# Titanium 550 mhz, 15 pouces, 768 mo de ram ?



## JPTK (13 Mai 2004)

J'en sais pas plus et j'ai pas de SVM récent chez moi, il vaut combien à peu près ?

Merci.


----------



## Mille Sabords (13 Mai 2004)

1000 euros d'après SVM


----------



## chagregel (13 Mai 2004)

J'ten donne 200 et un exemplaire unique de Libé en Rab


----------



## chagregel (13 Mai 2004)

.. Je ne fais que passer ... 
	

	
	
		
		

		
		
	


	







http://www.annonces-mac.net/v2/argus.php


----------



## Anonyme (13 Mai 2004)

Tu lui donnes 200 titaniums ? Laisses en un pour moi ?
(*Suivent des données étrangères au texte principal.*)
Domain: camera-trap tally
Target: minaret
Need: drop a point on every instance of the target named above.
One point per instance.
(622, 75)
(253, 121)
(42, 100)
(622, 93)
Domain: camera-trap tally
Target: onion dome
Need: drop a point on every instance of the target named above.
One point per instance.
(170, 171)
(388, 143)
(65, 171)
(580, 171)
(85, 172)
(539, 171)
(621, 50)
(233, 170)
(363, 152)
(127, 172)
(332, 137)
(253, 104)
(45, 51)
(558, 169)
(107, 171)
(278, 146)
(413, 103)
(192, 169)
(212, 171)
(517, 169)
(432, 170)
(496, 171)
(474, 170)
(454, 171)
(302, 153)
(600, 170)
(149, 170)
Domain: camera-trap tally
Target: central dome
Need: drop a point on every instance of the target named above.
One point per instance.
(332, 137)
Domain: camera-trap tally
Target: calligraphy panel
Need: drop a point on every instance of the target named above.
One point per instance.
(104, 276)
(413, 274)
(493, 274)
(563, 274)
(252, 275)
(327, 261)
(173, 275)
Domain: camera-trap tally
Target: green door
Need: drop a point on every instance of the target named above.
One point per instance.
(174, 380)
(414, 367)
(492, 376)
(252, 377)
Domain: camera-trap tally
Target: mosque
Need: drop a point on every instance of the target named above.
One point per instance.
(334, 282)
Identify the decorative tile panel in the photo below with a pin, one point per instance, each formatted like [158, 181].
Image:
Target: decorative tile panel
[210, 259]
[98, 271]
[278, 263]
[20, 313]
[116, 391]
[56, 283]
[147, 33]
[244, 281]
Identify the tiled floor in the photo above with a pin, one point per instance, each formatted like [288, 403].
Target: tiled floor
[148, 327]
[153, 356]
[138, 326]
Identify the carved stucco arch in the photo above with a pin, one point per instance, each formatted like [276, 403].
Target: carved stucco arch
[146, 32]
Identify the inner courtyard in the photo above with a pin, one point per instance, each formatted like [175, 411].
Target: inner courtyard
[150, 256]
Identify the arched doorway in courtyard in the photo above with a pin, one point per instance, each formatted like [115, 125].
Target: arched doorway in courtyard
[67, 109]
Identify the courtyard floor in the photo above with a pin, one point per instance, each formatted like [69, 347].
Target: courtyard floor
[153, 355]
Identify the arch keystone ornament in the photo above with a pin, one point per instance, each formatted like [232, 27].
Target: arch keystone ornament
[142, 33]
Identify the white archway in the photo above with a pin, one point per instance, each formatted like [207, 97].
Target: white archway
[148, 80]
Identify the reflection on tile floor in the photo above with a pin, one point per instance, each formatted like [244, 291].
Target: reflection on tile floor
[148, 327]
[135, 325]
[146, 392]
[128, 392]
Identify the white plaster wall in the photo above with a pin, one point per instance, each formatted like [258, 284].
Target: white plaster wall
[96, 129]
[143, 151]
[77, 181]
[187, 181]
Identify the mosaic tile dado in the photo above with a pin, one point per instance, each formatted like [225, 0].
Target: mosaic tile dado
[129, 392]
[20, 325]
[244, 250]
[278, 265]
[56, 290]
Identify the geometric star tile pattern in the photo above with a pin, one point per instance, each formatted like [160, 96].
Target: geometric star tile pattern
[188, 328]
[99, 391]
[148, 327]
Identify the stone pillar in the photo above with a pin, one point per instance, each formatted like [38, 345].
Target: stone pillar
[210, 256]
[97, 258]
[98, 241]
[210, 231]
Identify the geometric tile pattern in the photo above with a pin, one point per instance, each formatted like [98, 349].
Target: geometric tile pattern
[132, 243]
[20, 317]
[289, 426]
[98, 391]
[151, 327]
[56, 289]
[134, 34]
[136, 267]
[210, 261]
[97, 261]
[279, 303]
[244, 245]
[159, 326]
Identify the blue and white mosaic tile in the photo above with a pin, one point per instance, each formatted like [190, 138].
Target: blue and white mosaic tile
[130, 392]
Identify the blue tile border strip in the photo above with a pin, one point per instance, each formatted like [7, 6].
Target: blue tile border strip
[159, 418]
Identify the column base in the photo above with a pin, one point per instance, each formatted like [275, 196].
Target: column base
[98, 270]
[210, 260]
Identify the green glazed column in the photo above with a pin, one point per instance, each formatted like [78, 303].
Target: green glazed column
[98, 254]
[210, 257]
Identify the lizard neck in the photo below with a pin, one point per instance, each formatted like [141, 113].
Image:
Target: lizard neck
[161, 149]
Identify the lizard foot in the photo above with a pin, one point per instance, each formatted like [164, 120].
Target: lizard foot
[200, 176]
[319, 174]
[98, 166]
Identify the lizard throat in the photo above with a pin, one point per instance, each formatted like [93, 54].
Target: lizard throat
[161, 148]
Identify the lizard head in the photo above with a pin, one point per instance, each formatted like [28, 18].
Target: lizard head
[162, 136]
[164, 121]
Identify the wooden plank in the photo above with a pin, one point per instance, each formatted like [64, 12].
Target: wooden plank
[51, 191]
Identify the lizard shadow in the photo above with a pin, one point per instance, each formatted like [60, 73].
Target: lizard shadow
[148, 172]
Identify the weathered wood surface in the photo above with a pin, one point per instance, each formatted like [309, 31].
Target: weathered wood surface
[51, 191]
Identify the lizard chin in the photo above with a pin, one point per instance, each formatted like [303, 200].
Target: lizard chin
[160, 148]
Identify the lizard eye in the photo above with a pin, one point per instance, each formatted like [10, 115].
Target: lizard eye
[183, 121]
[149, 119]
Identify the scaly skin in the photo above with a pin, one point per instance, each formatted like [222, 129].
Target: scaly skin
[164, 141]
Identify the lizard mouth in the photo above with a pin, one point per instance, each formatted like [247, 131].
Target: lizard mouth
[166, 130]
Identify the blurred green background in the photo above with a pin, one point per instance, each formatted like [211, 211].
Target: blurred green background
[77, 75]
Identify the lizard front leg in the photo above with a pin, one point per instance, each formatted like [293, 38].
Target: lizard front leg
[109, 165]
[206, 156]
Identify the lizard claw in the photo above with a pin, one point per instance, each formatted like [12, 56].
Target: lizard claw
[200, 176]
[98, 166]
Sinon, ça se vend ? Les acheteurs de portables sont souvent exigeants...


----------



## JPTK (13 Mai 2004)

Ok merci, j'avais dit entre 1000 et 1200, merci pour le lien également, pratique.

Il l'a acheté 20 000 F il y a un an et demie, un modèle d'expo à la FNAC, c'était limite l'arnaque.

J'hésite à le prendre, à 1000 euros faut voir, la carte graphique est limite (16 mo) mais bon c'est pour ma copine, elle a pas vraiment besoin d'une 32, et là c'est quand même un 15 pouces.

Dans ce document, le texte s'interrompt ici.